Si nous comparons les attitudes à l’égard de l’indépendance avec la sympathie de Sturgeon, il n’est pas surprenant qu’il y ait une très forte corrélation entre les deux (r=-0,61). Les fervents partisans de l’indépendance l’aimaient vraiment, alors que les fervents opposants ne l’aimaient vraiment pas. Cela peut expliquer pourquoi les opposants à l’indépendance ont été plus nombreux que les partisans la plupart du temps depuis le référendum de 2014.

Cela peut être vu dans le graphique qui montre les tendances du soutien à l’indépendance en moyenne par mois, calculées à partir des centaines de sondages effectués depuis le référendum. Dans chaque cas, la question posée était : « L’Écosse devrait-elle être un État indépendant ? Lorsque le vote «Oui» était supérieur au vote «Non», le graphique se déplaçait au-dessus de la ligne rouge horizontale et lorsque le contraire se produisait, il se déplaçait en dessous de cette ligne. Quelque 75 % des observations se situent sous la ligne rouge.

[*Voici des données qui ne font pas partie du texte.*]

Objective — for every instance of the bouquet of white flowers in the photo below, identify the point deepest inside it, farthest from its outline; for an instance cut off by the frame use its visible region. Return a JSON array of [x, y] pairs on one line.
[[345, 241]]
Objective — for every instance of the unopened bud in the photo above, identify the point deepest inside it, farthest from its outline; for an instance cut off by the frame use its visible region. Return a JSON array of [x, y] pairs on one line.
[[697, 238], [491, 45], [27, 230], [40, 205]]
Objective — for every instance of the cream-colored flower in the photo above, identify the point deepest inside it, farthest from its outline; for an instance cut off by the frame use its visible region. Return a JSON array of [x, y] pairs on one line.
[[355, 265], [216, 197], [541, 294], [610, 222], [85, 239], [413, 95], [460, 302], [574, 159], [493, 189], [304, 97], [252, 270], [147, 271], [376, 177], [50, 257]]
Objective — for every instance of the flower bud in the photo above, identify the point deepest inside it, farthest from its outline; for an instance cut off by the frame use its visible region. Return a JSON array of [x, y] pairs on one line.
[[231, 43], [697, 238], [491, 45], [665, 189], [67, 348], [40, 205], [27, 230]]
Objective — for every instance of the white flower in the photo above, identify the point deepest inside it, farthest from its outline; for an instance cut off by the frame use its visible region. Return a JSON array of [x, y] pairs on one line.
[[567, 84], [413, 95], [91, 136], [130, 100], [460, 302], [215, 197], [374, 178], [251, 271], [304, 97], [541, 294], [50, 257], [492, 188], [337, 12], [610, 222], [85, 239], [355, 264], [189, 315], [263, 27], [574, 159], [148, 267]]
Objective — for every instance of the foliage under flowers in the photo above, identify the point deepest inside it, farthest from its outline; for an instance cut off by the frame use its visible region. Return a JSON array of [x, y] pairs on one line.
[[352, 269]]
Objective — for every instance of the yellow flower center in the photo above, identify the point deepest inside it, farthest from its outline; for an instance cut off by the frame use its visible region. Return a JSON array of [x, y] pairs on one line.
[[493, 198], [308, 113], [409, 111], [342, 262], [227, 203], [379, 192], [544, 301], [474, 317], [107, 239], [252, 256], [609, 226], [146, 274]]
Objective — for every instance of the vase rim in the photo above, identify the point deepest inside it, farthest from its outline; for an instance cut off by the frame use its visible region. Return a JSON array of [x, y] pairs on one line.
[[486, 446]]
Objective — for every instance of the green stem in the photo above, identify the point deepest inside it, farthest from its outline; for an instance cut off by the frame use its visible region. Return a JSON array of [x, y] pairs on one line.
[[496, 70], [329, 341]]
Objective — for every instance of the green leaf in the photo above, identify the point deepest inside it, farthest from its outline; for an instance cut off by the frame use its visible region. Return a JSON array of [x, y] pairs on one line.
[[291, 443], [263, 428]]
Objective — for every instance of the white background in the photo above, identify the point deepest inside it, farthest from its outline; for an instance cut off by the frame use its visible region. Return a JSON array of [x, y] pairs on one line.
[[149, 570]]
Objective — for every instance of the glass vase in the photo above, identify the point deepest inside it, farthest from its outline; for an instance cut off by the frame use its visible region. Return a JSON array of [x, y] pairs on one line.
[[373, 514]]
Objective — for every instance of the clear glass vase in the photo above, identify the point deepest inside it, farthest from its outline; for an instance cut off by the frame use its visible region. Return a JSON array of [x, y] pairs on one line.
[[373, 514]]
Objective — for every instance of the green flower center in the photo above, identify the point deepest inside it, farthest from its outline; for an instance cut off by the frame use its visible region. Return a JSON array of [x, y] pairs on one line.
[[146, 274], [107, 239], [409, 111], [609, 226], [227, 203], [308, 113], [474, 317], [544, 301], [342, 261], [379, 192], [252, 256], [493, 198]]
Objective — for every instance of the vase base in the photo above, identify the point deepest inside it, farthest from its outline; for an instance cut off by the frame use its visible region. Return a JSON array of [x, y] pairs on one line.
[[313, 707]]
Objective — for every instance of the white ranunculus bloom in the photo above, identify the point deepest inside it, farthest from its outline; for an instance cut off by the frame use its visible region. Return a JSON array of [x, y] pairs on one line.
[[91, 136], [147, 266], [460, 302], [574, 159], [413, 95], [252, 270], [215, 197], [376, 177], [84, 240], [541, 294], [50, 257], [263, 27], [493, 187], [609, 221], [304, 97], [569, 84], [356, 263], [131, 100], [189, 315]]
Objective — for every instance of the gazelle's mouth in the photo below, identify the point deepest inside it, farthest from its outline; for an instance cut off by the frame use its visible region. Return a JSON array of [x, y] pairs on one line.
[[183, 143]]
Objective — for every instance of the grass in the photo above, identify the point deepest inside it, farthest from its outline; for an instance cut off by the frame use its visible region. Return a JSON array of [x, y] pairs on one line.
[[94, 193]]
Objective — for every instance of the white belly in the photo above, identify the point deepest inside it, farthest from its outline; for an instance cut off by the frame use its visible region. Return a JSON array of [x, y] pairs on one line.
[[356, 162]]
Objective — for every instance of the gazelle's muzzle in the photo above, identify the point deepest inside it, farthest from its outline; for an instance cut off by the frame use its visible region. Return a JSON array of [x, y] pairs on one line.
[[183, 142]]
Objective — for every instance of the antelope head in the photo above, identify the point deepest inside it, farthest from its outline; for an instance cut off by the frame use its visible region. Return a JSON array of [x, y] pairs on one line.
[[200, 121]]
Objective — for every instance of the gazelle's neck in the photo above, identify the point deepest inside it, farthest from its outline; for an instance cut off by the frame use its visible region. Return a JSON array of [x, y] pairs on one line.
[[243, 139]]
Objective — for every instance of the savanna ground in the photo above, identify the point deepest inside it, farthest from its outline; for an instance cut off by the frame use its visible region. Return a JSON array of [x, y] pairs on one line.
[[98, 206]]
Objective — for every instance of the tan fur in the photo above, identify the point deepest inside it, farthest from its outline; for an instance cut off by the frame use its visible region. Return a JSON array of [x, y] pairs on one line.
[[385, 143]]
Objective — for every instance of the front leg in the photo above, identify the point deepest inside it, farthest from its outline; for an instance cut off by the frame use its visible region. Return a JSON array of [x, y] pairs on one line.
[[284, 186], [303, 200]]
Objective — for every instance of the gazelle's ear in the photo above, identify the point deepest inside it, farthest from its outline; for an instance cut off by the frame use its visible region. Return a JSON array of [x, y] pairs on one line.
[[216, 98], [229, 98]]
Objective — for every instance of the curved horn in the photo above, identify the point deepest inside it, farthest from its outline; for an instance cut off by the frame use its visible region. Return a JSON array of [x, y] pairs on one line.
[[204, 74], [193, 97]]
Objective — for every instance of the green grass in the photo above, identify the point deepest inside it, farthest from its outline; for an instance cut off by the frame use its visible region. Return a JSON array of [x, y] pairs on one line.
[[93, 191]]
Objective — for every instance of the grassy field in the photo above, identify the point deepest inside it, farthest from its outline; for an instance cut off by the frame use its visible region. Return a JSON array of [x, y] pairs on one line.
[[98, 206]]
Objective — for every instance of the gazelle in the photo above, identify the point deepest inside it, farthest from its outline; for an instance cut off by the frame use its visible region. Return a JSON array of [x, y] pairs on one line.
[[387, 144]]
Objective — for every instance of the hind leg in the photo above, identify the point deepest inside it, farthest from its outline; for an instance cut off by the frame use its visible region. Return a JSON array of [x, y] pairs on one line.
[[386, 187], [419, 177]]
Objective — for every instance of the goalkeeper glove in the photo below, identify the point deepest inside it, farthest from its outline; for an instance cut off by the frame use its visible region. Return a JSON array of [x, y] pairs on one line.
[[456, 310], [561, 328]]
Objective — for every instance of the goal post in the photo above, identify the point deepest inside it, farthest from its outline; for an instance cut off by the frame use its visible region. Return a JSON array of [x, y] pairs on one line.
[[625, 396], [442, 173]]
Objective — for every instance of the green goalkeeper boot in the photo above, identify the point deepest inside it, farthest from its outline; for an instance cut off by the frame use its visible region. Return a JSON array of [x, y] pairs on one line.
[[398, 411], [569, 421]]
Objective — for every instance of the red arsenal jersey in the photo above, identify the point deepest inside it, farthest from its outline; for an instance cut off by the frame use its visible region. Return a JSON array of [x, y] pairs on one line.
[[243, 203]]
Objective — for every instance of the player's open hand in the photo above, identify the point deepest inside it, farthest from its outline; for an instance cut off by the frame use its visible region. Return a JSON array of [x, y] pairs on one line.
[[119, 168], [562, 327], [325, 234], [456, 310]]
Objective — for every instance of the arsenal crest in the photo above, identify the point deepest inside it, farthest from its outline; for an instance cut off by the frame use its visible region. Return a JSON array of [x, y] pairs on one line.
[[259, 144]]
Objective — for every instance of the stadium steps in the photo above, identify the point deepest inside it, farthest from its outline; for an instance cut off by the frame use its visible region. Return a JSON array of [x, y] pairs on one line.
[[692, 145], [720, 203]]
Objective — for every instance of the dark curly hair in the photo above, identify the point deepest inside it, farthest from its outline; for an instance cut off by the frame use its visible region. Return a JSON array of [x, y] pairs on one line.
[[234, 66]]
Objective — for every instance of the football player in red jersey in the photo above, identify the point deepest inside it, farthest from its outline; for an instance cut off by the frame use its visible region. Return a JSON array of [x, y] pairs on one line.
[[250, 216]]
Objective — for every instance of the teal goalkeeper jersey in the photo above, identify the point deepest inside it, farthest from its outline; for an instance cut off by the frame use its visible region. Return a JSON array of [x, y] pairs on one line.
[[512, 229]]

Nous n’avons pas encore vu de sondages aussi détaillés dans l’ère post-Sturgeon, mais l’étroitesse de la victoire de Yousaf suggère qu’une grande partie de la même chose est à venir à moins que quelque chose de significatif ne change. Étant donné que les membres du parti étaient divisés dans leur choix, cela implique fortement que l’électorat écossais sera également, sinon plus, divisé.

Lassitude de l’indépendance ?

L’une des principales raisons pour lesquelles de nombreux Écossais s’opposent à l’indépendance est que la « fatigue de l’indépendance » s’est installée. Un sondage YouGov réalisé juste après que Sturgeon a annoncé qu’elle démissionnait a montré que 53% des Écossais étaient d’accord avec l’affirmation selon laquelle son successeur  » devrait pas prioriser l’indépendance pour le moment ».

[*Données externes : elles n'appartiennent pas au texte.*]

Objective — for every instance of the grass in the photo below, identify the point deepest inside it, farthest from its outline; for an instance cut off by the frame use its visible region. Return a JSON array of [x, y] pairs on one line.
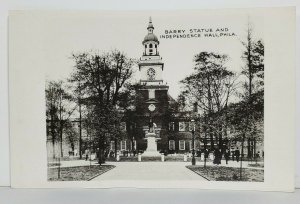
[[169, 158], [256, 165], [221, 173], [78, 173]]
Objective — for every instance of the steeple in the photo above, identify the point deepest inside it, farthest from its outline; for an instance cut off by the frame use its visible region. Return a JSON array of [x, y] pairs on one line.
[[150, 27]]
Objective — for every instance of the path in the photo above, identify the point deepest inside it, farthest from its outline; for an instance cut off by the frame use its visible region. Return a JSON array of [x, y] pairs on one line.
[[149, 171]]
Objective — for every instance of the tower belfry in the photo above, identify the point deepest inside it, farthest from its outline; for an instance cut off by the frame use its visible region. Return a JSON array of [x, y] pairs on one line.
[[150, 64]]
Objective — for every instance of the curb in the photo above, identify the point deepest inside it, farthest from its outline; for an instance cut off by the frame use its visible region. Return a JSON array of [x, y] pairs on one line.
[[197, 173], [101, 173]]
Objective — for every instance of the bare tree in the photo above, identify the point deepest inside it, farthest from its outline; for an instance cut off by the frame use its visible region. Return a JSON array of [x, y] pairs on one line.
[[102, 79]]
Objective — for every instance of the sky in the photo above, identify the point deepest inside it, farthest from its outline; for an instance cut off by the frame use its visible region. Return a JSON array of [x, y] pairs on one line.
[[67, 33]]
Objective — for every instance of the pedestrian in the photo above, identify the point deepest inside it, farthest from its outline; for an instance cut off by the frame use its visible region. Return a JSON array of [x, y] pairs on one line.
[[232, 154], [237, 154], [227, 155], [206, 153]]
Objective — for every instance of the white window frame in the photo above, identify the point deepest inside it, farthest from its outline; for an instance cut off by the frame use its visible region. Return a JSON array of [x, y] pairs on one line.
[[180, 143], [123, 142], [191, 144], [112, 145], [181, 124], [151, 93], [123, 126], [172, 126], [172, 144]]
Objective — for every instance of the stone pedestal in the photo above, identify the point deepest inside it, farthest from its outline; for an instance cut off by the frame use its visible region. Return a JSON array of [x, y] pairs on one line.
[[151, 145]]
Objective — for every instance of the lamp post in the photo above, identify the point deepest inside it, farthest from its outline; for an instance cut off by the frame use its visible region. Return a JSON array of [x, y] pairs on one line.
[[193, 143]]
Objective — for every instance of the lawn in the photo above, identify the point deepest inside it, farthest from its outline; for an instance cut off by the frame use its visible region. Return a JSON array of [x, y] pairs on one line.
[[78, 173], [221, 173]]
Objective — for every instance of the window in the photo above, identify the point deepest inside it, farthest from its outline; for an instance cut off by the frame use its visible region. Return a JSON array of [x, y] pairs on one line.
[[181, 145], [123, 126], [171, 145], [181, 126], [191, 126], [123, 145], [112, 145], [171, 126], [151, 93]]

Tout comme le reste de la Grande-Bretagne, les Écossais sont préoccupés par des problèmes quotidiens tels que l’état de l’économie, l’éducation et les soins de santé. C’est même vrai pour les électeurs du SNP, ce que révèle une enquête de Scottish Business News qui a montré que leurs principales priorités étaient la crise du coût de la vie (65%), les services de santé (58%) et l’économie (31%). Seuls 30 % d’entre eux ont choisi l’indépendance comme principale priorité. .

Yousaf s’est présenté comme le candidat de la continuité à l’élection à la direction, et la leçon à tirer de tout cela est que plus il néglige les questions de pain et de beurre pour se concentrer sur l’indépendance (comme Sturgeon a été accusé de le faire), moins il est susceptible de parvenir. L’étude électorale écossaise a montré que seulement 6 % des personnes interrogées pensaient que l’économie s’était améliorée par rapport à l’année précédente, contre 68 % qui pensaient qu’elle avait décliné. Les opinions sur l’état des services de santé et de l’éducation en Écosse étaient similaires.

Il convient de noter que la seule période prolongée où le soutien a dépassé l’opposition à l’indépendance a été au début de la pandémie. C’était à l’époque où le gouvernement de Boris Johnson hésitait à essayer de faire face à la crise. À l’époque, Sturgeon a été félicitée pour sa gestion du problème.

Cependant, comme l’ a souligné Sir John Curtice , cela ne lui a pas suffi pour obtenir un soutien constant en faveur de l’indépendance. Alors que les vaccins COVID sont entrés en service et que le gouvernement de Westminster s’est ressaisi, l’Écosse est revenue aux électeurs du «non» plus nombreux que les électeurs du «oui».

Si Yousaf s’avère être un autre politicien polarisant et ne livre pas sur les principales questions importantes pour les Écossais, il ne pourra pas tenir sa promesse d’obtenir l’indépendance de sa génération. En fait, étant donné que certaines personnes pensent qu’il n’est pas à la hauteur de Sturgeon en tant que communicateur politique, il est susceptible de faire bouger le cadran sur la question de l’indépendance, mais dans la direction opposée.